To create the archive, Jahi sought out a partnership with a Black-led institution, and he found the right collaborator in AAMLO and its Chief Curator Bamidele Agbasegbe-Demerson. Prior to the Bay Area Hip-Hop Archives’ launch, AAMLO already had close to 12,000 artifacts and documents chronicling Black life in Northern California, from the Gold Rush to the Black Panther Party. “So we’re joining their community,” Jahi says. “And when we’re done, we’ll probably have about ten or 12,000 pieces from the Bay Area Hip-Hop Archives. It’s a level up — in terms of preservation, protection and, most importantly, the opportunity for artists to tell their story in their own voices so they are not erased.”
Beyond artists, the Bay Area Hip-Hop Archives honors people who’ve played a crucial role in facilitating the local scene, such as promoter Ankh Marketing, which has produced community events and big-name concerts with Goapele and Erykah Badu alike, and the Upper Room, a substance-free gathering space for the San Francisco spoken word and alternative hip-hop scenes of the ’90s. Other inductees include MC and queer party producer Aima the Dreamer; journalist, scholar and DJ Davey D (who serves as an advisor on KQED’s That’s My Word); dance historian and photographer Traci Bartlow; DJ Kevy Kev; the “Black Panther of hip-hop,” Paris; poet and educator Hodari Davis; and Phesto Dee of Souls of Mischief.
Jahi himself comes from the activist, alternative corner of hip-hop — what he refers to as the “socially conscious, mostly profanity-free, life-affirming lane.” He’s called Oakland home for 24 years, but he grew up DJing and freestyling in East Cleveland in the early ’80s.
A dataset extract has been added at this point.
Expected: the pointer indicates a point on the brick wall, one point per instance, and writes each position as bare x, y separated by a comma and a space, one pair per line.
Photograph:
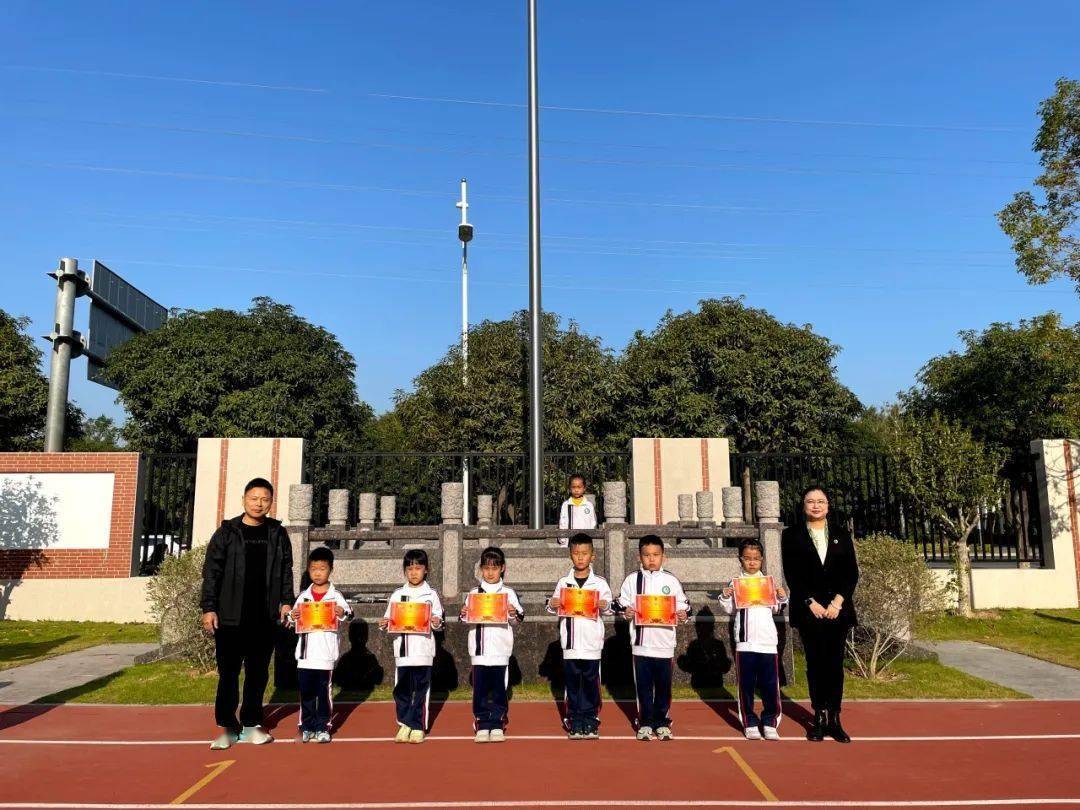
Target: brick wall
79, 563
It was a turbulent time in American history, with the crack epidemic and rise of mass incarceration, and hip-hop offered him a sense of belonging and an artistic outlet. “All the rappers had perfect attendance, because we was always at school 30 minutes before school opened so we could battle,” says Jahi.
Jahi’s path into music was somewhat unconventional: He had a successful career at an educational nonprofit before embarking on a professional music career at 28 years old, in the late ’90s. Public Enemy’s Chuck D and KRS One gave him some of his first big opportunities, which led to a major-label album and a successful stint in Europe. He later founded the production company Microphone Mechanics, which has been his springboard into museum exhibitions, theater and, now, the archives.
Jahi has an inclusive vision of hip-hop, and isn’t about creating a dichotomy of street-versus-conscious, mainstream-versus-underground — nor is he into shaming or excluding practitioners of the art form who are different from him. Instead, he wants to celebrate the many styles and philosophies, the collective efforts, that have made the culture such a potent form of expression. “Hip-hop is a house with many rooms, and we’ve been in the sex, drugs, violence, pimp, hustler room,” he says. “It’s not the whole house.”
At the unveiling of the Bay Area Hip-Hop Archives in February, artists spoke of unity and pride. “We built this community,” said Mystic. “We built this when we had no models. We created magazines, we produced albums, we threw events. We created what the dream needed to be, and it was grounded in the radically loving and socially political foundation that is Oakland.”